One of Us Must Maintain a Vivid Imagination

I did not feel exceedingly hopeful when I wrote this, first in my head, then as I transcribed it to paper, laboring over imagery and syntax. Nor when I sealed it in a hand-addressed envelope, as if I were dressing an orphan and shooing the helpless thing out the door for a long and lonely journey to a journal many states away, which is going against the grain in these modern times, the way you would tell me—break free from the norm, go get people’s attention.

Any enthusiasm I harbored began to wane days later when it was flagged by the postal service, perhaps because of the puffed-up SASE, and became part of an internal investigation. I refused to allow myself to wonder if it would reach its intended recipient.  

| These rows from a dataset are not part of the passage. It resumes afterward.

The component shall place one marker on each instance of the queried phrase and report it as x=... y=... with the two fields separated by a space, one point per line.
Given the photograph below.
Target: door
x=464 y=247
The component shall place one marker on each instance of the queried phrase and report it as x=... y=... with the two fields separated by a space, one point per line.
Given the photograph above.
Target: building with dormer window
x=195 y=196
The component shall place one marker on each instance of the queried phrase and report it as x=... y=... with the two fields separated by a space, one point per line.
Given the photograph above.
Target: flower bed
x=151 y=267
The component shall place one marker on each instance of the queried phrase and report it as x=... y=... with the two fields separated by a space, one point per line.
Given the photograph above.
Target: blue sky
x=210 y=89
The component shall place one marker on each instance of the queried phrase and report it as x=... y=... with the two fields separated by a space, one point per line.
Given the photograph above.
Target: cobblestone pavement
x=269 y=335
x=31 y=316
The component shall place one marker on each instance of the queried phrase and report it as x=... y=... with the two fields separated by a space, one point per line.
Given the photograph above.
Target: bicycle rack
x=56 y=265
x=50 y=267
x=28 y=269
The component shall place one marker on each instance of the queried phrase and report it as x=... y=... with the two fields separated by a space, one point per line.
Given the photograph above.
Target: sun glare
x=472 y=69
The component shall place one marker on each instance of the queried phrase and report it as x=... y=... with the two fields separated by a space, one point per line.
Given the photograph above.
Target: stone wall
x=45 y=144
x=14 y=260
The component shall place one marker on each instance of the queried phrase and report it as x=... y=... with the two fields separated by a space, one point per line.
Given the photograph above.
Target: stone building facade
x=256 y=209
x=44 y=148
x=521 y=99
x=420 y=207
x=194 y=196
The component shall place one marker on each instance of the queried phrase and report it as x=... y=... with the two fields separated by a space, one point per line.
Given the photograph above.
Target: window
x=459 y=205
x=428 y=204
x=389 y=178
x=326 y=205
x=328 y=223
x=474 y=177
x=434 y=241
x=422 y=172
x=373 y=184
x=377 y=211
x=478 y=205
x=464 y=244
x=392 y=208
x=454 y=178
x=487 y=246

I did not feel much of anything, except pangs of confusion, when protestors began burning copies of it in the public square. Or later, when others began using what tattered shards remained as an epigraph for their own causes. How could such a thing have happened?

In a strange twist of fate, I felt it was unworthy of being added to the minutes of municipal zoning hearings, let alone an addendum to the Senator’s bill, a tiny clause of non-essential pork.

I was surprised to see it in a circular frame as the subject of someone’s needlepoint, and I never imagined it would become a piece of ephemera tacked above a booth at Applebee’s.

I shielded it from my children for reasons I cannot explain.

To be honest, I did not expect these words—wrought like a prose poem, forged in a letter, and disguised as a confession—to be known. I have come to accept a balance of inoffensive rejection and slight encouragement, something that you and I are both learning to deal with on separate but parallel fronts.

I secretly hoped that a far away journal, to whom this was originally sent, would’ve fallen for this experience in the same way that women who do needlepoint speak of their deceased husbands: with adoration and longing that is familial, even if it is not true.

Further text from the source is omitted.